In den letzten Jahren hat sich die Erwartung gefestigt, dass KI und das Industrial Metaverse die Zukunft der Produktion bestimmen.

In den letzten Jahren hat sich die Erwartung gefestigt, dass KI und das Industrial Metaverse die Zukunft der Produktion bestimmen. Doch viele Unternehmen kämpfen noch immer mit grundlegenden Problemen bei der Umsetzung. (Bild: Leafart – stock.adobe.com)

In der nahen Zukunft werden Technologien wie Künstliche Intelligenz (KI) und das Industrial Metaverse die Art und Weise, wie wir produzieren, grundlegend verändern. Dennoch müssen wir feststellen, dass der Begriff “Industrie 4.0” bereits 2011 auf der Hannover Messe geprägt wurde, und doch sind wir 13 Jahre später noch weit davon entfernt, die ursprünglichen Erwartungen erfüllt zu sehen.

Viele Unternehmen haben erste Use Cases mit KI und Metaverse entwickelt. Ein Beispiel hierfür ist die Optimierung von Stahlrohren oder Metaverse-Anwendungen zur Planung komplexer neuer Fabriken. Trotzdem ist branchenübergreifend der Tenor, dass man nicht über den Status einzelner Use Cases hinauskommt und es bisher nicht gelingt, diese wirtschaftlich auf das gesamte Produktionsnetzwerk zu skalieren.

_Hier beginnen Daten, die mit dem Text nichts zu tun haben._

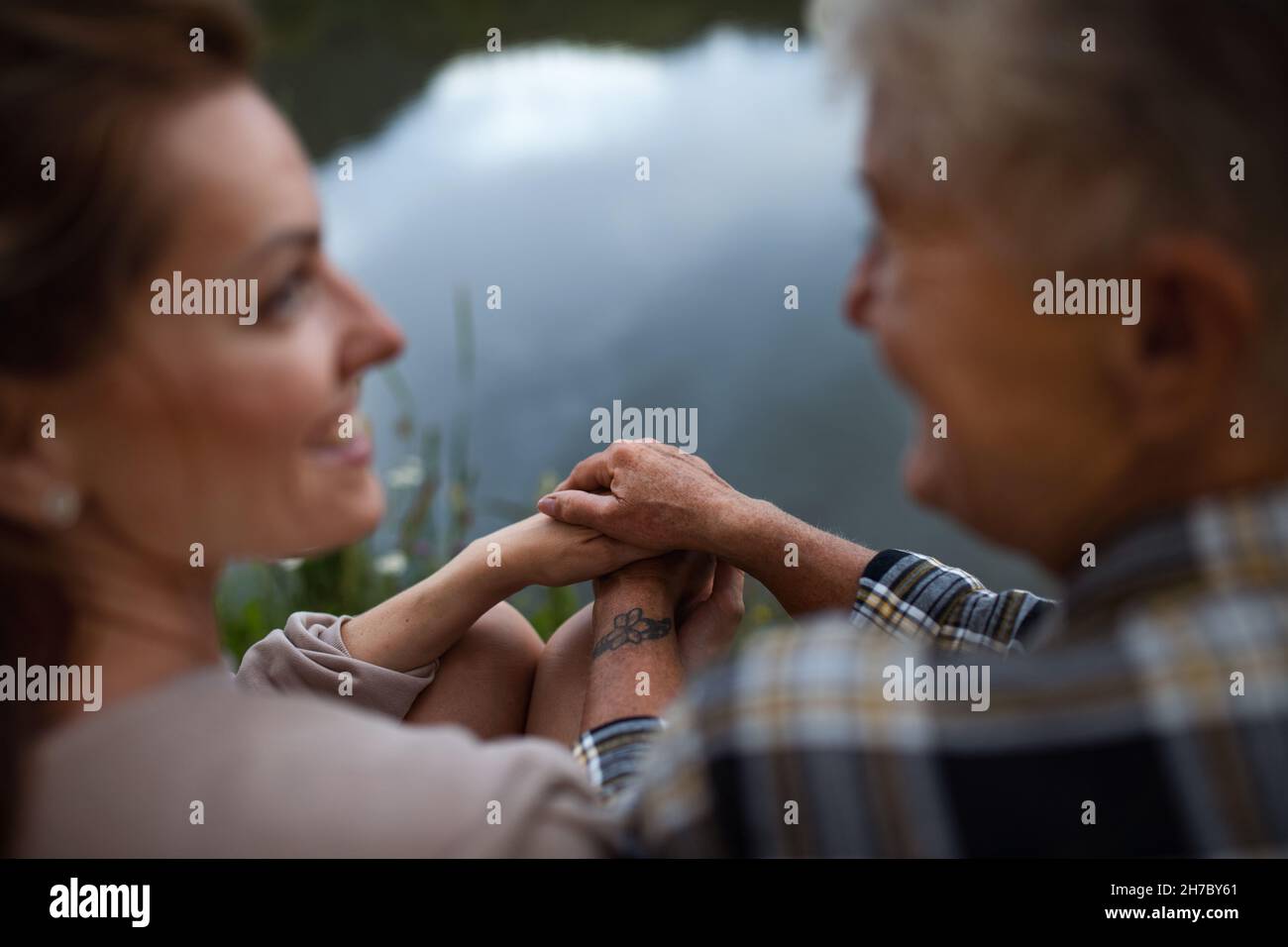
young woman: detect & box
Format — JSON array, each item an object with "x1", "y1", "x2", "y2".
[{"x1": 0, "y1": 0, "x2": 741, "y2": 856}]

Produktionsdaten liegen nicht einheitlich vor

Fehlende Datenbasis

Im Gegensatz zum B2C-Geschäft oder anderen Fachbereichen in produzierenden Unternehmen liegen Produktionsdaten nicht zentral und semantisch einheitlich beschrieben in einem System vor. Stattdessen herrscht ein Wildwuchs an Systemen: Das gilt sowohl für die Hard- als auch die Software-Welt. Es ist eher der Normalfall als die Ausnahme, dass Maschinen und Maschinensteuerungen unterschiedlicher Hersteller und Generationen im Einsatz sind. Häufig kommt es vor, dass auch in großen Unternehmen mit mehreren Standorten weltweit jedes Werk seine individuelle Shopfloor-Applikationslandschaft hat.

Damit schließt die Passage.